Goal: To define the process from the start symbol to some valid token string.
- Def. A derivation is a sequence of productions applying on a start symbol $S$ to sequences without any non-terminal.
- We can draw a derivation as a tree
  - Start symbol is the tree’s root
  - For a production $X \rightarrow Y_1\dots Y_n$ add children $Y_1\dots Y_n$ to node $X$.
- Sample
  - $G$: $E\rightarrow E+E\ |\ E*E\ |\ (E)\ |\ id$
  - Target: $id*id+id$
  - Derivation: $E \rightarrow E+E \rightarrow E*E+E \rightarrow id*E+E \rightarrow id*id+E \rightarrow id*id+id$
  - Draw derivation as a parse tree: $(((id) * (id)) + (id))$
  - The example is a left-most derivation. At each step, replace the left-most non-terminal.
  - Note that right-most and left-most derivations have the same parse tree.
A parse tree has
- Terminals at the leaves
- Non-terminals at the interior nodes
An in-order traversal of the leaves is the original input.
We are not just interested in whether $s \in L(G)$.
- We need a parse tree for $s$.
The relation between derivation and parse tree are many to one.
- ((id)+(id))

Ambiguity

Goal: A parse tree is used to describe how we explain the program string.

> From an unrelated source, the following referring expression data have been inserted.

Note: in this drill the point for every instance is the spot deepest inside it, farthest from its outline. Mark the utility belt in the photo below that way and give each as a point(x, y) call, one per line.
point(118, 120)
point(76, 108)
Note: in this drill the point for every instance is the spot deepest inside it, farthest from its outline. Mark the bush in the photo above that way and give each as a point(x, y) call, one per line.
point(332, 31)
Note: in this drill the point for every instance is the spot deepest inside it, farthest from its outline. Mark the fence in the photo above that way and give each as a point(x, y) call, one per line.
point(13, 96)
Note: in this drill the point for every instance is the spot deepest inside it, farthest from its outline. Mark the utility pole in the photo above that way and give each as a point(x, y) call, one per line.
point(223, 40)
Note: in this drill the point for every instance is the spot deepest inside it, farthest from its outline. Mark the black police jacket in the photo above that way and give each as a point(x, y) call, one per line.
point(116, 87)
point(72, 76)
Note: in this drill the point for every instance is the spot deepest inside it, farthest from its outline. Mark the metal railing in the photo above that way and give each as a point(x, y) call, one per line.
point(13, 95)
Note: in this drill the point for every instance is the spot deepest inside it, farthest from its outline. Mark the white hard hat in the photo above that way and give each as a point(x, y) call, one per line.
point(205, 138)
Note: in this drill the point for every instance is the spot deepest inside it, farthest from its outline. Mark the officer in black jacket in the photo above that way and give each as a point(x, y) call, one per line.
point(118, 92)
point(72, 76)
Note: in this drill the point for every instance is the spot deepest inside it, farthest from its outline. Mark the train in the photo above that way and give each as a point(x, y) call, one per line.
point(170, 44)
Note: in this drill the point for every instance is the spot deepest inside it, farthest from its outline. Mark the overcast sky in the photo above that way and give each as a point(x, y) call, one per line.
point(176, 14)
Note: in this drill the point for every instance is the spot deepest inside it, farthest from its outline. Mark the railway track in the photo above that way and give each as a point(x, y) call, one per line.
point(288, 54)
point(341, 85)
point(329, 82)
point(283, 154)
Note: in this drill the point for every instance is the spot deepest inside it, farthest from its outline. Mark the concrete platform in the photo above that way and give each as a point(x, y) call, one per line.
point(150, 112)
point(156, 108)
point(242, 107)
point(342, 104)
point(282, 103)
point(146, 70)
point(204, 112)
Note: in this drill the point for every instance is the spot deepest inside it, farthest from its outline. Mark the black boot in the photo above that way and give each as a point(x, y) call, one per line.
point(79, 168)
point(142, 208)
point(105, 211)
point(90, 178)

If there are two parse trees for the program, it has two meanings.
Sample
- $G$: $E\rightarrow E+E\ |\ E*E\ |\ (E)\ |\ id$
- Target: $id*id+id$
- This string has two parse trees
  - Derivation: $E \rightarrow E+E \rightarrow E*E+E \rightarrow id*E+E \rightarrow id*id+E \rightarrow id*id+id$
  - Derivation: $E \rightarrow E*E \rightarrow E*E+E \rightarrow id*E+E \rightarrow id*id+E \rightarrow id*id+id$
Def. A grammar is ambiguous, if it has more than one parse tree for some string $s\in L(G)$.
- A lot of ways to solve it.
- Most direct method is to rewrite grammar unambiguously.
- Like, enforces precedence of * over +.
- Impossible to convert automatically an ambiguous grammar to an unambiguous one.
- Most tools allow precedence and associativity declarations to disambiguate grammars.

Error

Goal
- To detect non-valid programs
- To translate the valid ones
- Sample
  - (Lexer) Errors in Lexical: ...$...
  - (Parser) Errors in Syntax: ...x *%...
  - (Type checker) Errors in Semantic: ...int x; y=x(3);...
  - (Tester/User) Errors in Correctness: program

Error Handler

Goal
- Report errors accurately and clearly
- Recover from an error quickly
- Not slow down compilation of valid code
What to do
1. Panic mode
  - Discard tokens until one with a clear role is found. And continue.
  - Bison: use the special terminal error to describe how much input to skip.
2. Error Productions
  - Specify known common mistakes in the grammar, like 5x and 5*x...
  - Complicates the grammar.
3. Automatic local or global correction
  - Try token insertions and deletions. (Edit distance)
  - Exhaustive search.

Abstract Syntax Trees (AST)

Goal: Represent the parse tree and ignore the details.
Form: (op (op1) (op2),...,(opn))
- (IF-THEN-ELSE (< (x) (5)) (= (y) (4)) (= (y) (3)))

Top-Down Parsing

Recursive Descent Parsing
- The parse tree is constructed
  - From the top
  - From left to right
- Use DFS to match the token string
  - Let the global pointer next point to the next input token: TOKEN *next = array;
  - Try to match a given token terminal: bool term(TOKEN tok) { return *next++ == tok; }
  - Try to mathc the $n^{th}$ production of S: bool Sn() { ... }
  - For production $E\rightarrow T$: bool E1() { return T(); }
  - For production $E\rightarrow T+E$: bool E2() { return T() && term(PLUS) && E(); }
  - For all productions of E (with backtracking) bool E() { TOKEN *save = next; return (next = save, E1()) || (next = save, E2()); }
Error in Recursive Descent
- Scenario: $S \rightarrow Sa$
  - It goes into an infinite loop.
- RD does not work in left-recursive grammar.
  - Def. A left-recursive grammar has a non-terminal $S$, $S\rightarrow^+ S\alpha$, for some $\alpha$
  - Rewrite all production rules to use right-recursion.